We assayed a series of controls and patients diagnosed with BWS at two different loci at 11p15 to assess the validity of the TaqMan MSP method for clinical laboratory testing. These results compare favorably, at both DMR1 and DMR2, with Southern blot analysis. Simultaneous assessment of both DMR1 and DMR2 by TaqMan MSP provides the most comprehensive assay for methylation defects in BWS, accounting for more than 70% of the cases.2

Loss of H19 methylation has recently been found in patients clinically diagnosed with SRS.6 TaqMan MSP would also be able to test for H19 hypomethylation in these individuals. In their investigation, Gicquel et al. 6 specifically targeted CTCF binding site 6 by sodium bisulfite DNA sequencing analysis in two patients who also displayed loss of methylation at the H19 promoter. Quantification of the methylation at CTCF binding site 6 showed a more pronounced hypomethylation than that found at the H19 promoter (patient 3 had a 29.2% MI at H19 vs. 21% MI at CTCF binding site 6; patient 8 had 8.5% MI at H19 vs. 4.8% at CTCF6). This observation is consistent with the idea that CTCF binding site 6 may be a better target for methylation analysis than the H19 promoter. It is estimated that approximately 35% of patients clinically diagnosed with SRS have hypomethylation of DMR1.7

There are several advantages of the TaqMan MSP over Southern analysis. Only 1 μg of DNA is required for the TaqMan MSP method as opposed to up to 10 μg required for Southern analysis. A second advantage is that the assay can be completed in 2 days versus the typical 1 week required for Southern analysis, resulting in faster turnaround time. A third advantage is that the TaqMan MSP is less labor-intensive and therefore more cost-effective. A fourth advantage is that the assay is amenable to high-throughput analyses. For example, with a 96-well format instrument such as the iQ5 iCycler (BioRad), 28 samples can be assayed simultaneously in triplicate, along with the controls for generating the standard curve.
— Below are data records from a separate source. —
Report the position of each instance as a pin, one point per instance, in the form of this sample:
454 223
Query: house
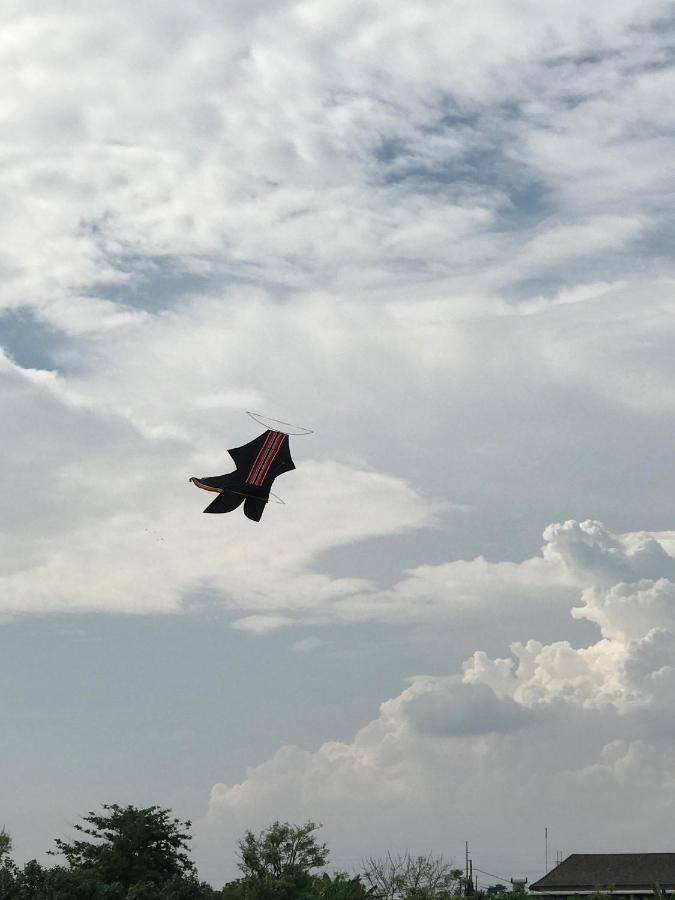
630 876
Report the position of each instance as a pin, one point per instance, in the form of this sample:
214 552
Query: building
629 876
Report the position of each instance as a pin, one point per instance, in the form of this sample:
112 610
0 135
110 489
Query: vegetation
131 853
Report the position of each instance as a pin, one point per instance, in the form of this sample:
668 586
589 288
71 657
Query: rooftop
617 870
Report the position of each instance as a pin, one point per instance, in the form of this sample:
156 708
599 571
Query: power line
491 874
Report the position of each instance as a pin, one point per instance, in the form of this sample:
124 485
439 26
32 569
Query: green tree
131 846
407 877
5 844
277 863
339 887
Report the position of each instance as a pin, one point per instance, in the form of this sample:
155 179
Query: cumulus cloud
553 726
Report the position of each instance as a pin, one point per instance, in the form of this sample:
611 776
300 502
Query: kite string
259 417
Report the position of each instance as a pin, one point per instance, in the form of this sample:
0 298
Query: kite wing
258 463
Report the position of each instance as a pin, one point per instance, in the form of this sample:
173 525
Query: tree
131 846
277 863
339 887
5 844
405 877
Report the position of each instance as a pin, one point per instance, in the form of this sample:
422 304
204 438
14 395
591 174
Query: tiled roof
618 870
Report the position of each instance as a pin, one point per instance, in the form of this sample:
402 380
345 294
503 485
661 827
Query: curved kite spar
257 463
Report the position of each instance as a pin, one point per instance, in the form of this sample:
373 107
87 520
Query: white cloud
553 727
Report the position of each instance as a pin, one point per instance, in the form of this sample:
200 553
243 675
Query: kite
257 463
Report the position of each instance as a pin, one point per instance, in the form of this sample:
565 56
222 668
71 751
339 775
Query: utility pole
466 869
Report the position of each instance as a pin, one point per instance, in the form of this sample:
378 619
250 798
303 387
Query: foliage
35 882
405 877
277 863
132 846
5 844
339 887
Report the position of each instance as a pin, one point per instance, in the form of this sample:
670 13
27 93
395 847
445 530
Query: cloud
553 726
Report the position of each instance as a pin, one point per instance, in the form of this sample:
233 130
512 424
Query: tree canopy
130 845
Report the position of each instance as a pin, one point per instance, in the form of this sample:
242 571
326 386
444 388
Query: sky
440 235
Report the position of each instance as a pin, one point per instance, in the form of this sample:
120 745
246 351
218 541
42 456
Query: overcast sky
440 234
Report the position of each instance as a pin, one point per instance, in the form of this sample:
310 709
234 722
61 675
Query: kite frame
262 419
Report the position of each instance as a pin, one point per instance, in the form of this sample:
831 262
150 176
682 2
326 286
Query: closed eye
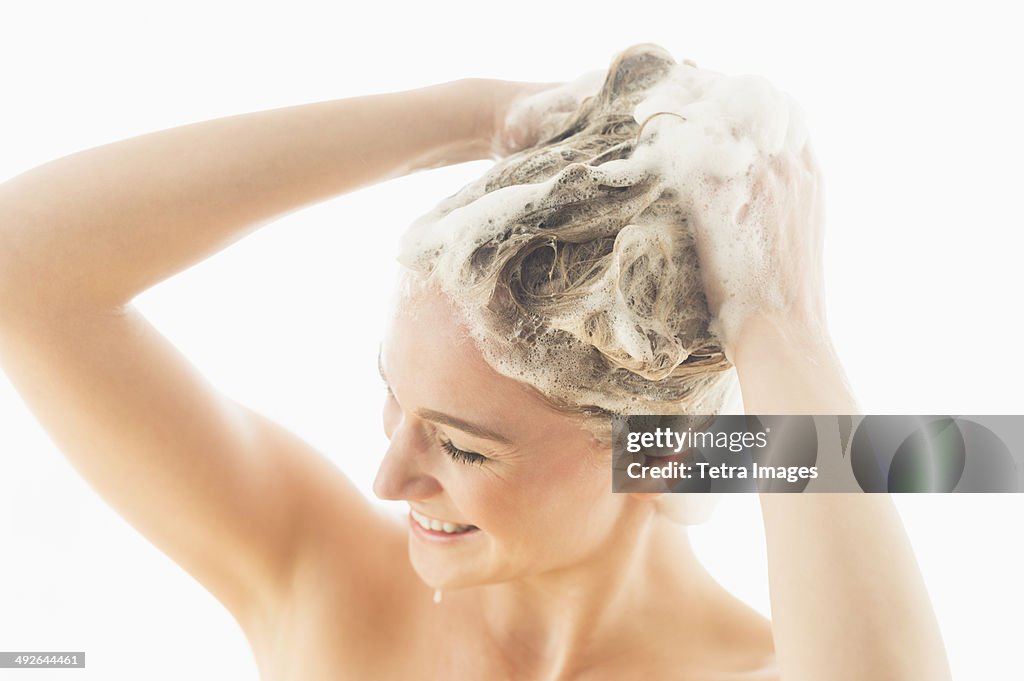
462 456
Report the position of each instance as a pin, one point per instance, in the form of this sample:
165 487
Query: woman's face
535 486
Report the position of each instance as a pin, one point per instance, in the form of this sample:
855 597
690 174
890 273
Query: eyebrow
440 417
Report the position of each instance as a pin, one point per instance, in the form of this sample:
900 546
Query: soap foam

Finally, with this method any site in the genome can be targeted for DNA methylation analysis. By simply designing amplification primers that avoid CpG dinucleotides and TaqMan probes that discriminate between methylated and unmethylated DNA after sodium bisulfite conversion, any CpG island in the human genome can be assessed for alterations in DNA methylation. Thus, clinical laboratory testing using this approach could be readily developed for all human epigenetic disorders.